Focusing on transience and the fragility of the natural environment, Where Land Runs Out is part of a wider, ongoing project based on the Suffolk coast at Orford Ness and Shingle Street. This desolate landscape and vast expanse of shingle has at times an almost haunting feel, enhanced by the rumours of mysterious happenings there during WWII. Along with much of the Suffolk coast, Shingle Street beach is subject to erosion and sea level rises and is vulnerable to disappearing.
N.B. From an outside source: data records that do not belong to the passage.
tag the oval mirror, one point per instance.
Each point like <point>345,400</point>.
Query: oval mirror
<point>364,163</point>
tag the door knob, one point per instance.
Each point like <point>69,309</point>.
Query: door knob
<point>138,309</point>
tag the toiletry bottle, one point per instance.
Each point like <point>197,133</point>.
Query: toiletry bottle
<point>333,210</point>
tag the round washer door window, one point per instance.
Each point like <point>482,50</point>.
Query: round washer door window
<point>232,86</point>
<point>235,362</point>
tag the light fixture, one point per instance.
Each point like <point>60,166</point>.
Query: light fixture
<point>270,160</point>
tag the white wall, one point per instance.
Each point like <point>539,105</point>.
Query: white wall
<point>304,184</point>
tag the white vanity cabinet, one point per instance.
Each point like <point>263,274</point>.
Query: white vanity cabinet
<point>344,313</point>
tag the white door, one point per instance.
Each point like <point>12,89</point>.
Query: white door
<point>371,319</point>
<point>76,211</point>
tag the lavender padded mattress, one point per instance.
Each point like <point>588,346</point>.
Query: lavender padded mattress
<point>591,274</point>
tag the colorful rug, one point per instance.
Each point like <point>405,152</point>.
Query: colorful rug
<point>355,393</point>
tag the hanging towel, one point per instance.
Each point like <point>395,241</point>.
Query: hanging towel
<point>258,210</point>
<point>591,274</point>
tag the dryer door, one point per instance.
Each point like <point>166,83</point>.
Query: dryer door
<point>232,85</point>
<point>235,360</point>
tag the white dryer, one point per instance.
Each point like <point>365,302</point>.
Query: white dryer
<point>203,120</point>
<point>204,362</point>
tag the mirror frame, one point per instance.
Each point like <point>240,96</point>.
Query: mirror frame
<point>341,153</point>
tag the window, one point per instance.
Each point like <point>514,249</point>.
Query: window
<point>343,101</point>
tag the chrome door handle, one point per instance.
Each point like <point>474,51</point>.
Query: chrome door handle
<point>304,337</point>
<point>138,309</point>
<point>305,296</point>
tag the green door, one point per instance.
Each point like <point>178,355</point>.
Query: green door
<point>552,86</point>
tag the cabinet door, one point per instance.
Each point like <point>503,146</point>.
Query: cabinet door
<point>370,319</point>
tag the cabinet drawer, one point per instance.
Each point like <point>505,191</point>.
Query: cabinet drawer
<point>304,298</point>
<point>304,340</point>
This exhibition features a series of camera-less cyanotype images made by immersing the light sensitive photographic paper in the sea during periods of low and high tide. The resulting images are often combined or layered, creating new landscapes and perspectives. A cyanotype is one of the earliest photographic printing processes, invented by Sir John Herschel, and results in a Prussian blue image. A second series also on show draws from the distinct flora found on the shingle beach to create abstract ‘phytograms’ (similar to a photogram), which uses the internal chemistry of the plant to help develop the image.
About the artist
Liz Harrington is a photographic artist based in Letchworth. She works primarily with analogue, alternative photographic processes and camera-less techniques. Her experimental practice focuses on transience and traces of the past, finding beauty in the unseen or overlooked. Subjects include the natural landscape - often literally immersing light sensitive photographic materials in nature to produce the work, the built environment and archival/found materials. Initially graduating in 1995 with a BSc (Hons) in Geography, she later returned to education gaining a BA (Hons) Photography in 2013 from the University of Westminster. Liz is a current fellow of Digswell Arts Trust, with a studio based at their Letchworth site. She has exhibited across the UK, including at theprintspace, Saatchi Gallery and Royal Academy of Arts Summer Exhibition, and has been selected to participate in Reclaim Photography Festival’s international exhibition in January 2020.